Le Racing Club de Strasbourg a refermé sa saison sur une victoire spectaculaire face à Monaco (5-4), dans une Meinau en fusion. Un dernier succès complètement fou, mais qui laisse aussi une immense frustration. Malgré ces trois points, les Alsaciens terminent à la 8e place de Ligue 1, à seulement un petit point de l’AS Monaco. Une place qui pourrait devenir européenne si Lens s’impose face à Nice en finale de Coupe de France.

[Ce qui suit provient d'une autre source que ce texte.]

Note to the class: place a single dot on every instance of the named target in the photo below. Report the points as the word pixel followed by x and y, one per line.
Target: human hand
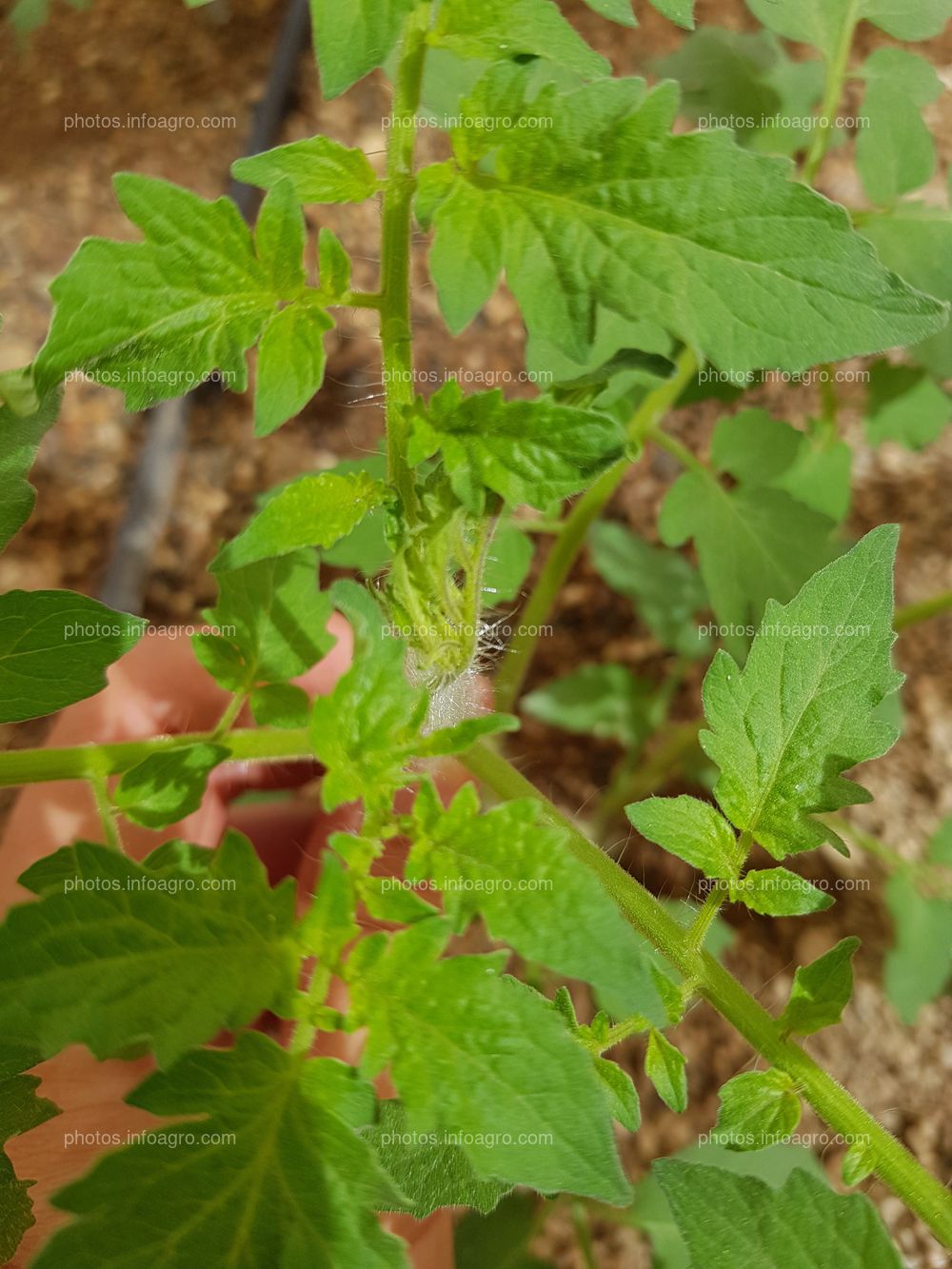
pixel 160 689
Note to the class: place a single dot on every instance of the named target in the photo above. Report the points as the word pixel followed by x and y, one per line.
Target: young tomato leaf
pixel 800 713
pixel 754 542
pixel 121 956
pixel 916 240
pixel 280 239
pixel 320 170
pixel 532 452
pixel 692 830
pixel 727 1219
pixel 623 1096
pixel 616 10
pixel 494 30
pixel 311 511
pixel 823 22
pixel 330 922
pixel 501 1239
pixel 280 1128
pixel 269 624
pixel 21 1111
pixel 55 647
pixel 281 704
pixel 758 1109
pixel 904 404
pixel 822 990
pixel 895 152
pixel 605 701
pixel 520 875
pixel 678 10
pixel 19 439
pixel 605 207
pixel 446 1029
pixel 920 964
pixel 167 787
pixel 156 317
pixel 368 728
pixel 780 892
pixel 352 39
pixel 333 263
pixel 508 564
pixel 291 361
pixel 429 1172
pixel 663 585
pixel 664 1066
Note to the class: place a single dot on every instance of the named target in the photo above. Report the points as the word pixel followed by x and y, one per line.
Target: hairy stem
pixel 894 1164
pixel 562 557
pixel 396 325
pixel 837 69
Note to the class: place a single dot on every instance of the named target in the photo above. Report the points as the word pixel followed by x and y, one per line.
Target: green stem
pixel 833 91
pixel 396 325
pixel 562 557
pixel 88 762
pixel 923 610
pixel 908 1180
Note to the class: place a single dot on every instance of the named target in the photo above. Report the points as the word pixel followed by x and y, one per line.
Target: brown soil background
pixel 132 56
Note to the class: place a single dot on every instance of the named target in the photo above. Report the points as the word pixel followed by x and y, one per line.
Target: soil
pixel 132 57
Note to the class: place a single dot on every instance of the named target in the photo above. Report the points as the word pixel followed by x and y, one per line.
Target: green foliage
pixel 120 955
pixel 429 1172
pixel 532 452
pixel 352 39
pixel 605 701
pixel 651 1212
pixel 21 1109
pixel 280 1128
pixel 745 81
pixel 692 830
pixel 320 170
pixel 823 23
pixel 663 585
pixel 822 990
pixel 276 622
pixel 446 1027
pixel 664 1066
pixel 654 222
pixel 758 1109
pixel 729 1219
pixel 905 405
pixel 373 723
pixel 514 28
pixel 800 713
pixel 55 647
pixel 311 511
pixel 19 439
pixel 895 151
pixel 756 542
pixel 501 1239
pixel 920 963
pixel 780 892
pixel 916 240
pixel 520 875
pixel 167 787
pixel 158 317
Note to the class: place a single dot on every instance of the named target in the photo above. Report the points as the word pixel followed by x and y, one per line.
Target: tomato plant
pixel 651 267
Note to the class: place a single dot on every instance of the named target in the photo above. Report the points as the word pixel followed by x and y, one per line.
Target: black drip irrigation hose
pixel 152 485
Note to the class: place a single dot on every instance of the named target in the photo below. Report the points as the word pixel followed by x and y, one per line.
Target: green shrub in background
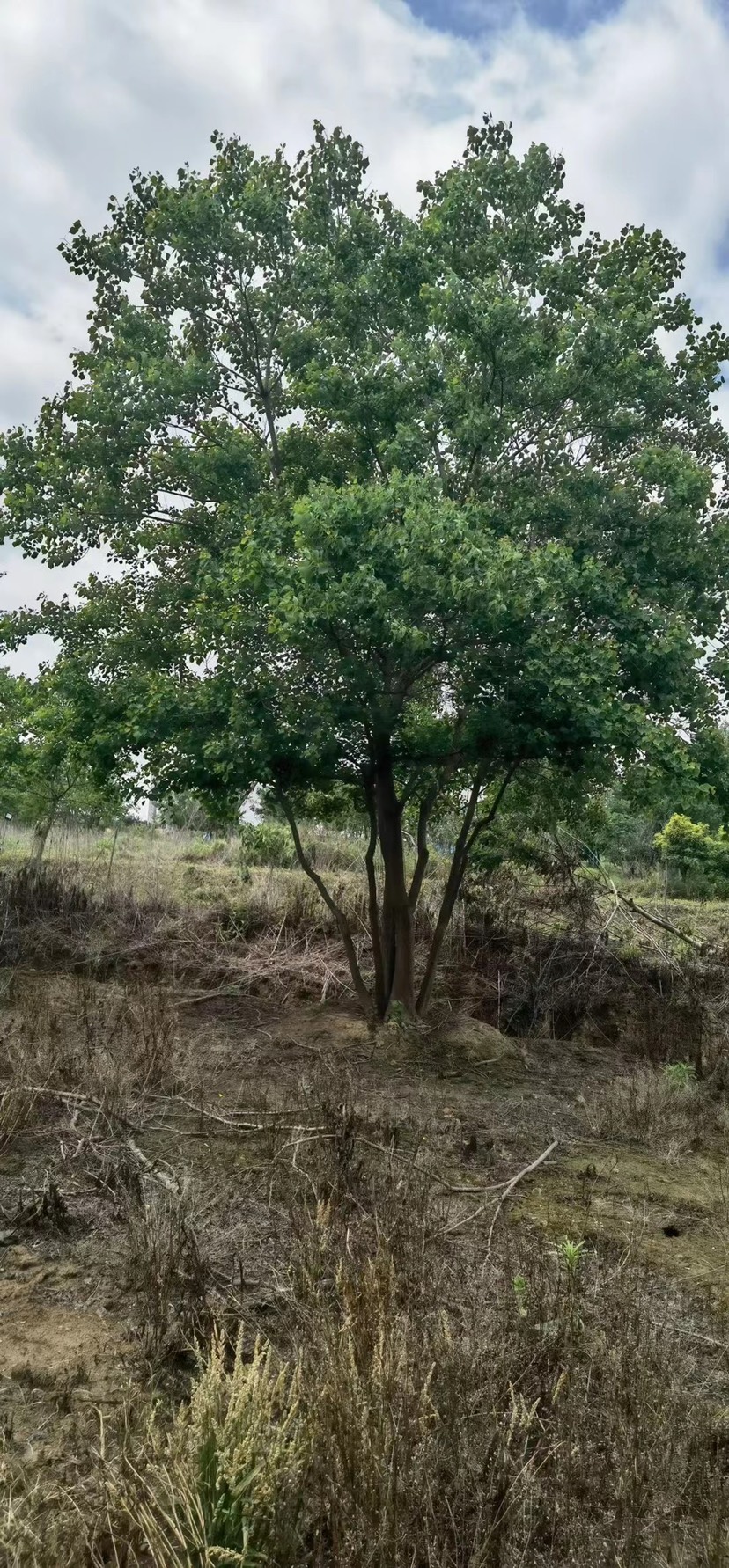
pixel 265 844
pixel 696 861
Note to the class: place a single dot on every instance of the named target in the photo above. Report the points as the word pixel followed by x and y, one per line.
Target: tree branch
pixel 372 891
pixel 343 927
pixel 422 846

Après avoir été éliminé en demi-finale de Coupe de France puis en demi-finale de Ligue Conférence, le Racing termine donc tout près d’une récompense européenne. Une saison magnifique, intense, mais forcément marquée par quelques regrets.
Interrogé sur ce sentiment de frustration, Gary O’Neil n’a pas cherché à l’éviter.

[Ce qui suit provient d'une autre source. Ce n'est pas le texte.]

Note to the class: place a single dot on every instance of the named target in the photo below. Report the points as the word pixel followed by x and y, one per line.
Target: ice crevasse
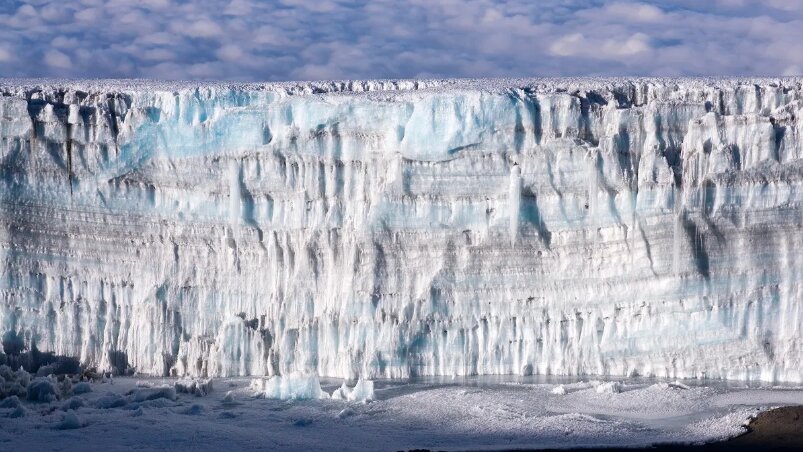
pixel 393 229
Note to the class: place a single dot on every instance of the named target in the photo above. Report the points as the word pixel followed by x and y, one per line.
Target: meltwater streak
pixel 406 228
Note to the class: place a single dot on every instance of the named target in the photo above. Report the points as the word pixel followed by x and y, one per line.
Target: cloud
pixel 57 59
pixel 318 39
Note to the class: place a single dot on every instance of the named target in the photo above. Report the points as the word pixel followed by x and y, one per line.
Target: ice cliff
pixel 400 228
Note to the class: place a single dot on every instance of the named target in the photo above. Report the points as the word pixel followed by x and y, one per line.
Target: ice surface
pixel 475 414
pixel 294 386
pixel 363 391
pixel 405 228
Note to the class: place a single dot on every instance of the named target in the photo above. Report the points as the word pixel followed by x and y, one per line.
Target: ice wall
pixel 394 229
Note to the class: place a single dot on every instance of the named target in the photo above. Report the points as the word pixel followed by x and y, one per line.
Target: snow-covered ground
pixel 471 413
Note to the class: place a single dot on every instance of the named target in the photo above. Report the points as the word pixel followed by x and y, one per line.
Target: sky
pixel 271 40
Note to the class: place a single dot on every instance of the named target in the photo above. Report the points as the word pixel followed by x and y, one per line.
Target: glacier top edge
pixel 541 84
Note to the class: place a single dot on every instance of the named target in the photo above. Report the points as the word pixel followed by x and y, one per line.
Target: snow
pixel 199 387
pixel 472 413
pixel 42 389
pixel 396 228
pixel 363 391
pixel 295 386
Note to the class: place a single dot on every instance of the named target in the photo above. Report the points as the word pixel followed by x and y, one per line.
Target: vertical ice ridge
pixel 459 231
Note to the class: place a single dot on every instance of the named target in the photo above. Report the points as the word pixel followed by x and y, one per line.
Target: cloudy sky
pixel 344 39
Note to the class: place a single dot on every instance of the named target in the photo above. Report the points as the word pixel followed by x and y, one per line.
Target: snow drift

« Oui, parce que quand on regarde… toutes les équipes auront sûrement le même genre de regrets. Mais si je pense à Toulouse, si on ne concède pas ce but stupide à la dernière minute, on a assez pour finir septième. Contre le PSG à dix, on joue très bien, mais on perd un point. Il y a tellement de moments comme ça. Mais je suis sûr que tout le monde dira la même chose, Toulouse et les autres aussi », a expliqué l’entraîneur anglais.
« Je crois que nous avons tout donné »
Le coach du Racing sait que certaines rencontres resteront en travers de la gorge. Ce but concédé à Toulouse dans les derniers instants, ces points abandonnés malgré de bonnes prestations, ces matchs qui auraient pu faire basculer la saison dans une autre dimension. Mais O’Neil refuse de tomber dans le procès facile.
À ses yeux, Strasbourg a poussé son groupe au maximum de ce qu’il pouvait donner, dans une saison rendue particulièrement exigeante par l’enchaînement des compétitions, les blessures et les absences.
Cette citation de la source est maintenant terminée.